Additional Resources
References
- ↑ 1.0 1.1 1.2 1.3 22720432, in Find A Grave
[Includes headstone photo].
[Inscription: ANGUS GREME, Captain in the French Army under Lafayette in the American Revolution, Died June 11, 1800, Aged 50 years.]
- ↑ 2.0 2.1 Maryland Historical Society. Fund Publication. (Baltimore, Maryland: The Society)
No. 32, 1891.
Fund-Publication, No. 32. LA FAYETTE'S SECOND EXPEDITION TO VIRGINIA IN 1781. A Paper read before the Maryland Historical Society, June 14th, 1886. BY E.M. ALLEN. Baltimore, 1891. ----- p 16 - ... The names of all the aids of the division commanders do not appear. In the campaign, La Fayette had Majors George Washington (nephew of General Washington), Richard C. Anderson and Wm. Archibald, of Virginia, and Captain Angus Greme, an officer of the French Army. ...

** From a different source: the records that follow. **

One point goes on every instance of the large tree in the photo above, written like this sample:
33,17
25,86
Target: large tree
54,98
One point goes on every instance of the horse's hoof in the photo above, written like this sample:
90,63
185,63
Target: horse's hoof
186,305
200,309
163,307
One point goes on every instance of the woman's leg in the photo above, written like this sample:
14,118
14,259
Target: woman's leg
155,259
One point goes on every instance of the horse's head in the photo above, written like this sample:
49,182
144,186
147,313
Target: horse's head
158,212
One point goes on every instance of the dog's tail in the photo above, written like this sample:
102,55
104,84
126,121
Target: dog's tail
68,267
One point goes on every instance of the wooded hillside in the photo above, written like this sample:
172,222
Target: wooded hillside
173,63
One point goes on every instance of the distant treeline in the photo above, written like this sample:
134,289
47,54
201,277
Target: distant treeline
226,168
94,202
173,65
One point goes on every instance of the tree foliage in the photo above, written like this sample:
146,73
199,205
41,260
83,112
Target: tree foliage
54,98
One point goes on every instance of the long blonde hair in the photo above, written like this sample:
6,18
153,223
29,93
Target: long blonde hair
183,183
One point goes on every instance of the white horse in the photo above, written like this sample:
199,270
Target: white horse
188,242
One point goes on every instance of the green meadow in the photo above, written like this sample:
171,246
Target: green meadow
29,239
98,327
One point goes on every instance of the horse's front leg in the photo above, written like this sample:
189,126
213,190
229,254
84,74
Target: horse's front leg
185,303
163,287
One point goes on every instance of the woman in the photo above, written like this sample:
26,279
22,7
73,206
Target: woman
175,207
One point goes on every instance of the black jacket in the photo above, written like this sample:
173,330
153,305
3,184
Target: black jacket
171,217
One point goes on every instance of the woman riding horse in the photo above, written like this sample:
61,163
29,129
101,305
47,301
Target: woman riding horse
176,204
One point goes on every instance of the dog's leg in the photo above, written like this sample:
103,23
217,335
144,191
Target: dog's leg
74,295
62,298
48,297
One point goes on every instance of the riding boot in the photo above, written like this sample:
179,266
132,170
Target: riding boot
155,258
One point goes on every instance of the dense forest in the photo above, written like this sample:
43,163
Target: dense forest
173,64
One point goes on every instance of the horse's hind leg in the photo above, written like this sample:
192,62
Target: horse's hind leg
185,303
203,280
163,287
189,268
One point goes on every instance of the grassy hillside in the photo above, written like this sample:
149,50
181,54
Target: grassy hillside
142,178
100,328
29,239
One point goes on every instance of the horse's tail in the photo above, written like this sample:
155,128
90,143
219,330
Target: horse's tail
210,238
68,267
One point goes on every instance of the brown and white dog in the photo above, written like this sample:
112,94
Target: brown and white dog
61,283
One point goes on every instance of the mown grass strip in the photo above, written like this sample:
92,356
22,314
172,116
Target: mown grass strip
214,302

p 24 - ... La Fayette did not command Frenchmen in the war of the Revolution, as some believe, but when he was ordered to Virginia with his detachment, he asked and obtained leave to take with him Colonel Gimat and Captain Greme, French officers then with the French troops in the United States. A son of Captain Greme, who lived to a great age, and died in my house in 1880, has often related to me incidents connected with this march, told him by his father or family. ... Colonel Gimat and Captain Greme had long been soldiers together, and the sufferings and triumphs of their profession had united them in more than a common friendship. Gimat was a man of wealth, and death having robbed him in early life of her whose "witching smile" had caught his "youthful fancy," his chief aim was to seek some quiet spot, when wars alarms were past, where, in the company of his friend, he could be at peace. The two friends then and there agreed that when the war was over, they would return to France, and, after arranging their affairs, they would return to America, buy the property, now the beautiful home of Dr. Magraw, and there, "In the cool sequestered vale of life," Keep "the noiseless tenor of their way." They did go home to France, and they did return, and purchased the property which they had selected as the home of their old age. Gimat paid for it, and presented it to his friend, Greme, and they went back to France to make their final arrangements before leaving their old home forever. They looked forward to many years in which each might "Shoulder his crutch and show how fields were won." But "this world has no fulfilment [sic] for hopes that rise above it," and all their plans were frustrated. That mighty cyclone, I may call it, the French Revolution of 1789 came on. Napoleon Bonaparte, the mightiest of the race of man since Julius Caesar, appeared upon the scene. That wonderful man intoxicated the French people with grandeur of his aspirations, and the marvels of his career. Colonel Gimat and his friend, dazzled by the glory of France, and by the mighty achievements of her wonderful leader, deferred their return to America until peace and order should triumph over the horrors of the Revolutions.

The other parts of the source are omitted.